The story of the internet's first moments in Brazil

GUILHERME LEPCAIt arrived without any pomp, bands playing music or speeches. On an unspecified date in January 1991, at the start of FAPESP’s traditional 20-day holiday period, the first signs of the internet in Brazil started coming into one of the Foundation’s computers. Everything that is now known in Brazil about the global computer network comes from what took place on that site 20 years ago. “For us the internet’s arrival was not a surprise, we had been waiting for it, because it was growing in the United States and we knew that it would be easier to make a Digital brand computer talk with another IBM computer, for example,” says Demi Getschko, who at the time was the Chief Officer of FAPESP’s Data Processing Center and who is now the CEO of the Núcleo de Informação e Coordenação do Ponto BR (Information and Coordination Center of Dot BR) (NIC.br), an entity that is the executive branch of the Comitê Gestor da Internet (Internet Management Committee) (CGI) and which coordinates the network’s services in Brazil. The internet’s arrival at the Foundation was due to there being a direct link with Fermilab (in the town of Batavia, state of Illinois, USA), the high energies physics laboratory that specialized in the study of atomic particles.
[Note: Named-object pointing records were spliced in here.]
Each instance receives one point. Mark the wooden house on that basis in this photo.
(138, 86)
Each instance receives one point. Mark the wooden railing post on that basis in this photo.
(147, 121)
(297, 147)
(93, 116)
This line, which was connected in 1989, gave Brazilian researchers access to information and contacts with their peers at the North-American institution and others in that country as well as in Europe, by means of one of the internet’s predecessors, Bitnet. The connection worked with a point-to-point telephone with no dialing, by a copper wire that was inside an underwater cable, because at that time there were no optic fibers for this type of service. It was operated by the Academic Network at São Paulo, Ansp, which was created and has been financially supported by FAPESP since 1988 in order to provide electronic communications between the State of São Paulo’s main teaching and research institutions.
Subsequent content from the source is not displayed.